Title: Principal AI Engineer - Scalabale Systems, AI.DA STC
ST Engineering Hub, SG
About the Role
We’re looking for a senior Software Engineer to help us build the next-generation agentic AI platform for computer vision. You’ll own core components of the platform that orchestrate AI agents, power automated ML workflows, and deliver robust, production-grade systems.
This role blends backend excellence, infrastructure ownership, and a collaborative engineering mindset to scale the capabilities of AI Engineers and AI Developers. You’ll work closely with AI colleagues to bring intelligent systems to life - helping them move from local experimentation to full production.
This is a hands-on, high-impact role for someone who thrives at the intersection of scalable systems and cutting-edge AI.
Key Responsibilities
Platform & Backend Development
- Design backend services (Python, FastAPI, gRPC) to support agent workflows, computer vision pipelines, and evaluation loops.
- Build scalable APIs for orchestration, task management, vector search, and model serving.
Infrastructure & Deployment
- Own CI/CD pipelines (GitHub Actions, Terraform) and production deployments.

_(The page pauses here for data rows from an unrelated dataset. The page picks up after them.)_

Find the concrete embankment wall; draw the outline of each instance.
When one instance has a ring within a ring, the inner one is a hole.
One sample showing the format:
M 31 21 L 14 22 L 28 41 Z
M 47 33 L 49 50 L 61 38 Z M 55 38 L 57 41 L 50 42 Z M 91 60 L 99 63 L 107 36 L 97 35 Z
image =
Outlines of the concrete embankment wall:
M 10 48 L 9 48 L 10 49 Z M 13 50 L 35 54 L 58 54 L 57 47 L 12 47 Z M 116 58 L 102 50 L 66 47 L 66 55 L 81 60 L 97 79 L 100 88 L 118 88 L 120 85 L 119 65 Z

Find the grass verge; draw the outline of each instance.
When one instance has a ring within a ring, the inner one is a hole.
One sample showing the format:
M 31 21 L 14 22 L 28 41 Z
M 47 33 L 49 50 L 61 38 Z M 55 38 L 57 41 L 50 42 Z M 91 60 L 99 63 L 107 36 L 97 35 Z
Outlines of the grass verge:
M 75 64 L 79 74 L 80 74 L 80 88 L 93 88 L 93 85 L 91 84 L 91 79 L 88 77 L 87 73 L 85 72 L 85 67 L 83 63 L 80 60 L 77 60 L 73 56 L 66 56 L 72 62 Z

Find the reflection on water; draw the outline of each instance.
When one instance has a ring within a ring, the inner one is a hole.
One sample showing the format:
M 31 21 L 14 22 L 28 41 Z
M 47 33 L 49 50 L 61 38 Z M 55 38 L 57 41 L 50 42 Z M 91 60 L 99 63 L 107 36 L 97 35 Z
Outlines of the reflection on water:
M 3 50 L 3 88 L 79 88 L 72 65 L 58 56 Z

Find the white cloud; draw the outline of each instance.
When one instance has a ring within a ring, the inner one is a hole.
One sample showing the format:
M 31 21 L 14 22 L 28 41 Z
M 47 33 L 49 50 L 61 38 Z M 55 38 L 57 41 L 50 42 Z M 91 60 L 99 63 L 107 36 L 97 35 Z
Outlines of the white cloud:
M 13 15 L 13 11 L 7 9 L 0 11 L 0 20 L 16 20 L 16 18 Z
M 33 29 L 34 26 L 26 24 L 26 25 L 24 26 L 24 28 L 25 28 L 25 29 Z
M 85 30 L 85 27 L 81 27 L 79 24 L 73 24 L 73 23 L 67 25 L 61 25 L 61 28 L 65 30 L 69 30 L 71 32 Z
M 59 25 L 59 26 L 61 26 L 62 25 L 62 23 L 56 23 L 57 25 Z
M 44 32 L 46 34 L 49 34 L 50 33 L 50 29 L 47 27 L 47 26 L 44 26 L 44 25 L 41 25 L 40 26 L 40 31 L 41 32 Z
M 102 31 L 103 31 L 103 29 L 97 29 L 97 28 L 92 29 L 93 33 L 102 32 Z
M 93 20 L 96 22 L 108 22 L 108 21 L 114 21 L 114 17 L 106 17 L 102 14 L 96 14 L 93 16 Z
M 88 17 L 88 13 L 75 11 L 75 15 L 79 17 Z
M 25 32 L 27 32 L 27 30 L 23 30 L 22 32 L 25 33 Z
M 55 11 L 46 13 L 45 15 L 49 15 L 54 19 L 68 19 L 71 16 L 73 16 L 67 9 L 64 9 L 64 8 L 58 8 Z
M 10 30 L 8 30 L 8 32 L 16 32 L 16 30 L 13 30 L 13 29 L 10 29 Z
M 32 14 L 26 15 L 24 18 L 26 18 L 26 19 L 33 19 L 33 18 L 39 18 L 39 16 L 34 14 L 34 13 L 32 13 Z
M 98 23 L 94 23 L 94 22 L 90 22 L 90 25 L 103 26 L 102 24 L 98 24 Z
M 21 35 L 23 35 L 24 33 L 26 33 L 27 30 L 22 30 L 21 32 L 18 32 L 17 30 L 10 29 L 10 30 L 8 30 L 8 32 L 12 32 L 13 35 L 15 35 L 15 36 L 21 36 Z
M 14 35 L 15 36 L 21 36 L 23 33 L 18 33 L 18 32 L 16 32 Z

- Develop infrastructure for memory stores, compute orchestration, and model packaging (Docker, TorchServe, BentoML).
Engineering Excellence
- Establish quality practices including testing (Pytest), monitoring, and observability (Prometheus/Grafana).
- Ensure fault-tolerant, modular, and scalable system design.
Collaboration & Leadership
- Mentor peers through code reviews, documentation, and clean architecture.
Lead system design discussions and integration with AI and platform teams.
Must-Have Skills
- 6+ years of software engineering, including 2+ in AI/ML environments.
- Proficient in Python and production-grade API development (FastAPI, Flask, gRPC).
- Experience with CI/CD and infrastructure-as-code (GitHub Actions, Terraform).
- Skilled in containerization (Docker, Kubernetes) and cloud platforms (AWS, GCP, or Azure).
- Familiarity with databases: SQL, NoSQL, and vector DBs (FAISS, Weaviate, pgvector).
- Understanding of ML lifecycles: data ingestion, inference, monitoring, and recovery.
- Proven ability to design distributed systems (API gateways, data pipelines, compute orchestration).
Bonus Skills
- Familiarity with AI agent frameworks (LangChain, AutoGen, CrewAI).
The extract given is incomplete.